I woke up late, around 12. It was 12:30 before I remembered I had to meet Ellie in half and hour. I threw on some sweatpants and drove to town. I walked into Café com Leite five minutes late. I hadn't been in here since last time I met Ellie. She was already waiting for me, sitting in the same place we had been so many months ago. She didn't acknowledge when I sat across from her.

"Hi," I tilted my head as a greeting. She gave me a small smile, then took a deep breath.

"First off, I want to say I'm sorry. I've been a horrible person. We've been pretty much enemies our whole lives. I think you knew I was always jealous of you. You always got first place. And I was always second. I've always wanted everything you've had. That's why I started dating Jack. You weren't there to stop me, and I could finally have something you had. I never really had Jack, though. Don't get me wrong, he was like, the best boyfriend ever. But he would always talk about you. Whatever we did, wherever we went, he would always say it reminded him of you. I liked him, yeah, but it was nothing compared to the way I liked Finn. I never got over him, and I hate myself for it. So I'm sorry, Madison. I'm so sorry." She finished, and looked down at her half eaten sandwich. I didn't know what to say.

"T-thank you," I stammered.

"I'm going to break up with Jack. Staying with him is selfish. And I can't tell you what to do, but I think it would be best of you leave Finn. Just trust me. It might sound selfish, but I truly think you're meant to be with Jack." I sat there, not meeting her gaze. I really really had no fucking idea what to do. I liked Finn, I really did, but it was nothing compared to how I felt about Jack. I wasn't even that shocked that Ellie was breaking up with Jack; I sort of expected it, I guess.
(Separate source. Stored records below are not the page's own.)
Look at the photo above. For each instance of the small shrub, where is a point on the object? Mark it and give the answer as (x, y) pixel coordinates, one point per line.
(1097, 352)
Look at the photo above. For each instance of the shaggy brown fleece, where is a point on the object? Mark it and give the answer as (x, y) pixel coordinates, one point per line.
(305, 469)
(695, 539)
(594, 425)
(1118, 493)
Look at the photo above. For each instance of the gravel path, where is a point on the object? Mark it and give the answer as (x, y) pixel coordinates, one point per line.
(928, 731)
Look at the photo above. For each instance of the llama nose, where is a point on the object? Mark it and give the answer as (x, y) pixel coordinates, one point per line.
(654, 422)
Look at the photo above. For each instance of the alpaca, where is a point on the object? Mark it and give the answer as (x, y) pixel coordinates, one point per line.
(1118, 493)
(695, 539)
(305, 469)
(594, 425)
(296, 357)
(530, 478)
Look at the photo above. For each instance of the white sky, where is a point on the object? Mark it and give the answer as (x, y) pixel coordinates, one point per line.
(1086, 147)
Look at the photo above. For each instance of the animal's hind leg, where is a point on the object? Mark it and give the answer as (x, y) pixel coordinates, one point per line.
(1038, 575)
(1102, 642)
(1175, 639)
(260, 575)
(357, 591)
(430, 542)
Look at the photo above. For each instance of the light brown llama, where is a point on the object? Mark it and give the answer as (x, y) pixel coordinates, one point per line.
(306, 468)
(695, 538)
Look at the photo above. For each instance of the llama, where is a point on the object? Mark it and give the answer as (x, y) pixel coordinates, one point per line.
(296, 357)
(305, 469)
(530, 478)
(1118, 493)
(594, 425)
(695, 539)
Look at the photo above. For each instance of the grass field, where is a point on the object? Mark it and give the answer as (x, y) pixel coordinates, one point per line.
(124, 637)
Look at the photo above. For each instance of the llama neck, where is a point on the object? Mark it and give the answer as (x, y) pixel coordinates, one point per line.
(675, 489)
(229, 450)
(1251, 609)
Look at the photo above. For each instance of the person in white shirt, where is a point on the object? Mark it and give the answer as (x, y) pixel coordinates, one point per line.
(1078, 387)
The only thing I was stuck on was that Ellie told me to break up with Finn. It sounded like a good idea, since I was literally in love with someone else, but... I don't wanna think about life without Finn. He's so perfect. And Jack... isn't. Jack is unreliable and weird and quirky... but somehow that just made me like him more.

"Break up with Jack after he gets back. You should let him have his trip at peace," I told her. She nodded in agreement.

"So... why'd you want to meet up with me?" she asked me. I shrugged.

"I don't know. I was hoping you'd talk to me, I guess."

"I'm glad you called. Friends?" she offered her hand, and I shook it. She smiled.

"Great. Wanna go to the movies?"

The movies with Ellie was surprisingly fun. She was actually really nice, and like, really funny. We saw some superhero movie, it was actually pretty good seeing as superhero movies aren't usually my favorite. Ellie and I went separate ways after the movies, but we planned for her to come over tomorrow since I had the house to myself. I was relieving to have a friend that wasn't a boy that I could trust, or I think I can trust, at least. Jack kept sending me pictures of him and Finn skiing. They were having a great time. So were my parents, ugh. Half of me was grateful that I had stayed and made up with Ellie, but the other half was wishing I was there. And being alone in my house made me realize how much I'd rather be with other people. With Jack.